Azure SQL – Hyperscale service tier – are table partitions supported

All we need is an easy explanation of the problem, so here it is.

In the Azure SQL DB, running in the Hyperscale service tier, are table level partitions supported? It does not seem to be called out in the known limitations page.

While trying to create a filegroup in an Azure SQL Hyperscale Database via SSMS, which is the initial step towards creating a partition scheme, it threw an error:

Keyword or statement option ‘filegroup’ is not supported in this version of SQL Server.

So, either it is not feasible to do partitions or there must be some other way to create them.
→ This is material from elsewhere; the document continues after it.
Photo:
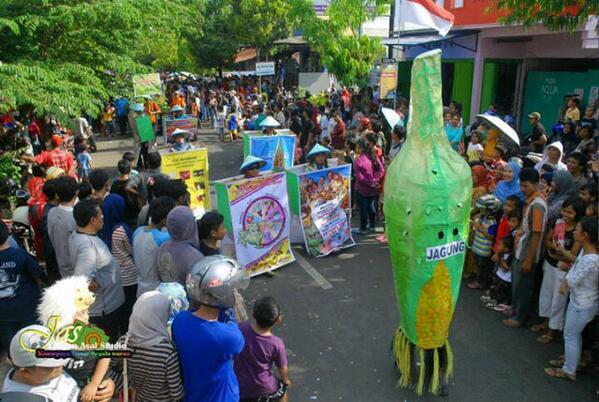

  • Can someone clarify on whether partitions are supported?
  • If so, how to create them for tables?
  • How are the partition switch / new partition creation handled?

How to solve :

I know you bored from this bug, So we are here to help you! Take a deep breath and look at the explanation of your problem. We have many solutions to this problem, But we recommend you to use the first method because it is tested & true method that will 100% work for you.

Method 1

Partitioning is totally supported in Azure SQL Database, including the Hyperscale service tier.

However, adding additional filegroups is not supported in Azure SQL Database.

If you look at the docs for Files & Filegroups, the "Applies to" section says "SQL Server (all supported versions)" which actually refers to ONLY the traditional self-installed "running on a Server" flavor of SQL Server, and not Azure SQL Database. Adding additional filegroups to Azure SQL Database doesn’t work.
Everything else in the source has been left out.